The Problem: r.FormValue("token") internally calls r.ParseMultipartForm(), which parses the entire multipart/form-data request body, including all file uploads (potentially hundreds of MBs), just to check if there's a token field in the form.

Impact

This bug makes it impractical to use go-zero's JWT middleware with file upload endpoints in production:

  • ❌ Large file uploads (videos, archives, datasets) become extremely slow
  • ❌ High memory usage causes OOM in containerized environments
  • ❌ Console pollution makes debugging impossible
  • ❌ Poor user experience (30+ second upload times)
  • ❌ Cannot handle concurrent file uploads

Suggested Solutions

Option 1: Skip Form Parsing for multipart/form-data (Recommended)

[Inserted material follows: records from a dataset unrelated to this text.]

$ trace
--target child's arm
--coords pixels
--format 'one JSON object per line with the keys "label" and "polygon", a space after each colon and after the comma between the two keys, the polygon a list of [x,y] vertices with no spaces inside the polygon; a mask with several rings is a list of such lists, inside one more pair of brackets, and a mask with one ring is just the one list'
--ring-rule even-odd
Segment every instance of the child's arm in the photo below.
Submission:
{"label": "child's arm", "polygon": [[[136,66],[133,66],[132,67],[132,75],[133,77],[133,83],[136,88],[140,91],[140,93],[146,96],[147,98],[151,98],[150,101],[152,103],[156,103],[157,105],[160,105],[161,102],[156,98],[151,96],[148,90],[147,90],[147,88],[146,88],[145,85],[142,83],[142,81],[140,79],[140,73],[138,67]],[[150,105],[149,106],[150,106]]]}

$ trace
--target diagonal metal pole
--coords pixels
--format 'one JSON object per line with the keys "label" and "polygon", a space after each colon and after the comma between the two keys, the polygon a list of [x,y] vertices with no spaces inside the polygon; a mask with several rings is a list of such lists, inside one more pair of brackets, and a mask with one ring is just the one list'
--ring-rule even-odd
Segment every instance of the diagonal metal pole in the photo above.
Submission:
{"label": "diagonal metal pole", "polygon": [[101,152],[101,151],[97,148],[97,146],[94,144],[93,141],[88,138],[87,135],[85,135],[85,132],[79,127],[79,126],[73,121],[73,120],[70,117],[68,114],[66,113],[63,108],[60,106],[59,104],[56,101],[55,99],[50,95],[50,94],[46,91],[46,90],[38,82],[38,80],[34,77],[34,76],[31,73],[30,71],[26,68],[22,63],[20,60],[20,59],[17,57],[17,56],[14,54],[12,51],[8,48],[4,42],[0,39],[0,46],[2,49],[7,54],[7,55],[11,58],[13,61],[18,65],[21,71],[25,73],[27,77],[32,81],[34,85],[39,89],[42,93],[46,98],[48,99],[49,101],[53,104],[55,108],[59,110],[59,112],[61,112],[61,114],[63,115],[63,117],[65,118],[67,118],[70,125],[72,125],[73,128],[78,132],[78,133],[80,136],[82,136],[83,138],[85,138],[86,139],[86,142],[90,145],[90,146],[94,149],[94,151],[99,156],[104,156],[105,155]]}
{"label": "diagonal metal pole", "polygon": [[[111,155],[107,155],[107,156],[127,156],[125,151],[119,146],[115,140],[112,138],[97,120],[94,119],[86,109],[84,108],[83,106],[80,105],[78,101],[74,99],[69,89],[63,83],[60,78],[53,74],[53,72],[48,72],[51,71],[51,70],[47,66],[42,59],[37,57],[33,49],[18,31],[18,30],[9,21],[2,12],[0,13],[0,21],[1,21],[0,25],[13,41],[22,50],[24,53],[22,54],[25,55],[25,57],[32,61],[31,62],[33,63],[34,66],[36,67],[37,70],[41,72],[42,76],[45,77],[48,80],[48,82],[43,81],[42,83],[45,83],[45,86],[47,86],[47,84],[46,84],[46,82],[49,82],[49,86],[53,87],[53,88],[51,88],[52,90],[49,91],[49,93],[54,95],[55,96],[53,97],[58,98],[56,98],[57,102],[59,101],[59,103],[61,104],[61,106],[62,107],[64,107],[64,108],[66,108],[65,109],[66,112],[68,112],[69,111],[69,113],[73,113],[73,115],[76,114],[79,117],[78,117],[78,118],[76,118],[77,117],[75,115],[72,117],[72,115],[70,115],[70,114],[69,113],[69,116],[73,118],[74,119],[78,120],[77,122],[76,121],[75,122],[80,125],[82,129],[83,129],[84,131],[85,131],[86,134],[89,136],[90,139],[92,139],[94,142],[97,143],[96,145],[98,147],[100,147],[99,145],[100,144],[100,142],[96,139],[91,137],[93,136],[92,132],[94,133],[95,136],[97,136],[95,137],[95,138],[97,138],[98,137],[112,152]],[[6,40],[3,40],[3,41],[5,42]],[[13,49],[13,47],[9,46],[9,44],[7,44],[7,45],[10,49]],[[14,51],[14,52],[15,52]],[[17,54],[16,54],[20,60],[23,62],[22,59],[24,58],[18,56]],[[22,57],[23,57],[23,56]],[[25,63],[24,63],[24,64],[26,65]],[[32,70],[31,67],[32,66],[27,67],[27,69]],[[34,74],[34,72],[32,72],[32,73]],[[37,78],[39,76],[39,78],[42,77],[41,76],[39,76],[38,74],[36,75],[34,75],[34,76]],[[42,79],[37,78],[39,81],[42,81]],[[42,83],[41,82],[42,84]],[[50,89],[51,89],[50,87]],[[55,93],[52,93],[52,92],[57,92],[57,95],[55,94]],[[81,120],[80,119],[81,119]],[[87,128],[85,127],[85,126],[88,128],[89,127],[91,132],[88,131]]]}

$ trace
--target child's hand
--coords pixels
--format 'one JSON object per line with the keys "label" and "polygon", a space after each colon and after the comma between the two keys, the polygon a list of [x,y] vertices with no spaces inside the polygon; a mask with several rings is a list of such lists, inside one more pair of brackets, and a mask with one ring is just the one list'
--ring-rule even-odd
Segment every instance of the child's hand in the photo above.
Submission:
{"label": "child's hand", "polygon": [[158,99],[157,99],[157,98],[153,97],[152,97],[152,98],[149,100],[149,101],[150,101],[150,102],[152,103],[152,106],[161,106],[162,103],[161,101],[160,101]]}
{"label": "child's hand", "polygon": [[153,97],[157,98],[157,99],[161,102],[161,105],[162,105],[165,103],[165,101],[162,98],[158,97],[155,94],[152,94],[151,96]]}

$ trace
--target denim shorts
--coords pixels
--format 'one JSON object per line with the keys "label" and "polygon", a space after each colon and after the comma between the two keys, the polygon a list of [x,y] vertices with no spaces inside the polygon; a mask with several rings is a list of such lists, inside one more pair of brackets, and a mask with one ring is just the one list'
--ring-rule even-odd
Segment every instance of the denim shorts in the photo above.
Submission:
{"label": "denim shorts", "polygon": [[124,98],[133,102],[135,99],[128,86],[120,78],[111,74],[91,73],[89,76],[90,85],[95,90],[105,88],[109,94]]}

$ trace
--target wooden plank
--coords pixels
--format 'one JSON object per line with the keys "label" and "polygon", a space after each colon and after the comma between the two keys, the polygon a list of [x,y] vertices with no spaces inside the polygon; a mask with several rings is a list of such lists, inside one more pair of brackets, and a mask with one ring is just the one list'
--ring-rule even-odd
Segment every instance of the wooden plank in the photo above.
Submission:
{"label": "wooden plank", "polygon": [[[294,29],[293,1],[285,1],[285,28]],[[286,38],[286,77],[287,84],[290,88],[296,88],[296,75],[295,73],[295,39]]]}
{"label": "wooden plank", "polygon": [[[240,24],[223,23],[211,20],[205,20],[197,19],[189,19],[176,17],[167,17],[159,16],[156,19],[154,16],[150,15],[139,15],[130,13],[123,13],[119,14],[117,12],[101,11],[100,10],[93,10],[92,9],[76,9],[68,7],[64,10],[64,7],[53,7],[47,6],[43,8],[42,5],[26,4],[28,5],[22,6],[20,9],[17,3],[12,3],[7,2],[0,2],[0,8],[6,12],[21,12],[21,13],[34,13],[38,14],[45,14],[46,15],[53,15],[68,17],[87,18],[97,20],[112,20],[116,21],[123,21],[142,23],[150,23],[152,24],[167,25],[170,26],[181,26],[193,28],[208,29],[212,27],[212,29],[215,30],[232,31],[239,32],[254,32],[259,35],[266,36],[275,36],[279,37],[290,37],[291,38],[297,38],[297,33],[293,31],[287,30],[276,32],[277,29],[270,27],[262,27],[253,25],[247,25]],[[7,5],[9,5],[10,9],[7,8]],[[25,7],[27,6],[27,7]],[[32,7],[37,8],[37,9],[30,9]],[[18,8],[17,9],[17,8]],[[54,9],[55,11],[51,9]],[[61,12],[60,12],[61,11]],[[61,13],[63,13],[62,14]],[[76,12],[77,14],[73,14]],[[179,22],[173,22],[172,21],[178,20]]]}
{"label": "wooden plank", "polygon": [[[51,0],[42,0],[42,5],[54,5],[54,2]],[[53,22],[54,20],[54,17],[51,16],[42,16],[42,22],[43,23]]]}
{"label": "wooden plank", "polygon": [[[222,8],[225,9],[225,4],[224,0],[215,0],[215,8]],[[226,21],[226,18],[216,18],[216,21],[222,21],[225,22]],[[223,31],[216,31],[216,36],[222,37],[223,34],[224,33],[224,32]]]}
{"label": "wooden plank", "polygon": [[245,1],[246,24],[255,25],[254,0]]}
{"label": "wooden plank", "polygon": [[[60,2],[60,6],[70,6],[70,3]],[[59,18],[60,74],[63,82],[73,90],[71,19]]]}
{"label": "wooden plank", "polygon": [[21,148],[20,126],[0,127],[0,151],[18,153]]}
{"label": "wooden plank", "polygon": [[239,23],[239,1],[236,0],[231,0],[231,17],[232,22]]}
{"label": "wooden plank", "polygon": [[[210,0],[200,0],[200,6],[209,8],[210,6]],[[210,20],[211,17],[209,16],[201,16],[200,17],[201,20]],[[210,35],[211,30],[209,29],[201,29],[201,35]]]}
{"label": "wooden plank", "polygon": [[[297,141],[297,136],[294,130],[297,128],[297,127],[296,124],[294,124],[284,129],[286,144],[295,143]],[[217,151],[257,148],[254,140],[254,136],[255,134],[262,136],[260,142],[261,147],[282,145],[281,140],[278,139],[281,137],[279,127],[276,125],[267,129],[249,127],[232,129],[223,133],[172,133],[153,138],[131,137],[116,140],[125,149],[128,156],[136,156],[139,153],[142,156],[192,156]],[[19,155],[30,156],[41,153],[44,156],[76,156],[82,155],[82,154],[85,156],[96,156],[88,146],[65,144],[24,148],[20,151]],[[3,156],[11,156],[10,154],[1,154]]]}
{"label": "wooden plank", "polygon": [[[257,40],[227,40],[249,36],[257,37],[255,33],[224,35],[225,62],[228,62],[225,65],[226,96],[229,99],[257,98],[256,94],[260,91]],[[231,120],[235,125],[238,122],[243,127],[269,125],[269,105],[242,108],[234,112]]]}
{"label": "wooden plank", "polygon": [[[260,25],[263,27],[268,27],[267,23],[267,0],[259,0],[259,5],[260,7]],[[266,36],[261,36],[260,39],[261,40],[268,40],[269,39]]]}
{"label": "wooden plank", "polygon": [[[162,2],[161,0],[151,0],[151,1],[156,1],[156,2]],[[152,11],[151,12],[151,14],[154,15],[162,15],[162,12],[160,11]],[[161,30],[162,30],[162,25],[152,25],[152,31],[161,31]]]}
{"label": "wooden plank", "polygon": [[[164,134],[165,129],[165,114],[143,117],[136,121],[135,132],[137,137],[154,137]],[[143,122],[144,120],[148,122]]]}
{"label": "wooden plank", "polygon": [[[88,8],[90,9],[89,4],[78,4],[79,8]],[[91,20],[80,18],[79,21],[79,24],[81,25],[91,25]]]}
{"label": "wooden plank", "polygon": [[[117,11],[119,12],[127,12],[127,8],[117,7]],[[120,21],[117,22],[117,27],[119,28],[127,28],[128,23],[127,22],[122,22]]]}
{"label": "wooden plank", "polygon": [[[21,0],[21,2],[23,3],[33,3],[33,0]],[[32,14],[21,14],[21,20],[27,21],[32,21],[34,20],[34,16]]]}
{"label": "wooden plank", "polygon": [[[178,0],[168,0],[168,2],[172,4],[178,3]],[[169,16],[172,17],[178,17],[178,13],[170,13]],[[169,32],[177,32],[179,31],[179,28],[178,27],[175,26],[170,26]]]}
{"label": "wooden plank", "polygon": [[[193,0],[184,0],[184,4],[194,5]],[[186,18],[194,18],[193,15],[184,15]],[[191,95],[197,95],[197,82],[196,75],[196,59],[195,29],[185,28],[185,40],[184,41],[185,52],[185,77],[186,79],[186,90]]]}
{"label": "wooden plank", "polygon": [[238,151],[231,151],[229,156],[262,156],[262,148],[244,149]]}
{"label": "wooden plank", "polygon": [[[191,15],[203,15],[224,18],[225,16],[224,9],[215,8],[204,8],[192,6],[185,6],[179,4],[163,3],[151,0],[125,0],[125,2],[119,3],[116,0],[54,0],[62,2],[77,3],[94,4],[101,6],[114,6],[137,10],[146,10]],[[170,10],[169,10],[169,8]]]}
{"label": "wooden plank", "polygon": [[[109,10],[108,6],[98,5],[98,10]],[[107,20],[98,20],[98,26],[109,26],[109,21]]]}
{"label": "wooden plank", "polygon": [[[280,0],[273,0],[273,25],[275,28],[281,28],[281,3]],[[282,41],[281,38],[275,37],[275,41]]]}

func (h *AuthorizeHandler) Handle(next http.HandlerFunc) http.HandlerFunc {
    return func(w http.ResponseWriter, r *http.Request) {
        token := r.Header.Get("Authorization")
        
        if token == "" {
            token = r.URL.Query().Get("token")
        }
        
        // Only check form if NOT multipart/form-data
        contentType := r.Header.Get("Content-Type")
        if token == "" && !strings.Contains(contentType, "multipart/form-data") {
            token = r.FormValue("token")
        }
        
        // Continue validation...
    }
}

Option 2: Add Configuration Option

# config.yaml
Auth:
  AccessSecret: xxx
  AccessExpire: 36000
  SkipFormParsing: true  # New option to skip form parsing

Option 3: Provide Lightweight JWT Middleware for File Uploads

Provide a separate middleware (e.g., jwt-lite: Auth) that only checks headers and query parameters.

Current Workaround

Users must implement a custom JWT middleware:

// Custom middleware that skips form parsing
type FileAuthMiddleware struct {
    accessSecret string
    accessExpire int64
}

func (m *FileAuthMiddleware) Handle(next http.HandlerFunc) http.HandlerFunc {
    return func(w http.ResponseWriter, r *http.Request) {
        token := r.Header.Get("Authorization")
        token = strings.TrimPrefix(token, "Bearer ")
        
        if token == "" {
            token = r.Header.Get("X-Token")
        }
        
        if token == "" {
            token = r.URL.Query().Get("token")
        }
        
        // Skip r.FormValue() entirely!
        
        claims, err := ParseToken(token, m.accessSecret, m.accessExpire)
        if err != nil {
            httpx.ErrorCtx(r.Context(), w, err)
            return
        }
        
        // Store user info in context
        ctx := context.WithValue(r.Context(), "user_id", claims.Id)
        r = r.WithContext(ctx)
        
        next(w, r)
    }
}

Then use custom middleware instead of built-in JWT:

@server (
    prefix: /api/file
    middleware: FileAuthMiddleware  // Custom middleware
)

Performance Comparison

Metric Built-in JWT Custom Middleware Improvement
Auth time 5-30 seconds < 100ms 99%+
Memory usage File size < 1MB Significant
Console output Binary data Clean
Concurrent uploads ❌ Breaks ✅ Works

Related Issues

Similar problems exist in other frameworks:

  • Express.js: Middleware order matters for multipart parsing
  • Django: Custom authentication recommended for file uploads
  • Spring Boot: MultipartResolver configuration needed

Test Case

func TestJWTMiddlewareWithFileUpload(t *testing.T) {
    // Setup test server with JWT middleware
    // Upload a 100MB file with valid JWT token in header
    // Assert:
    // 1. Request completes in < 5 seconds
    // 2. Memory usage < 10MB (not loading file to memory)
    // 3. No binary data printed to console
}

I'm willing to submit a PR to fix this issue if the maintainers agree on the approach. This significantly impacts go-zero's usability for file-heavy applications.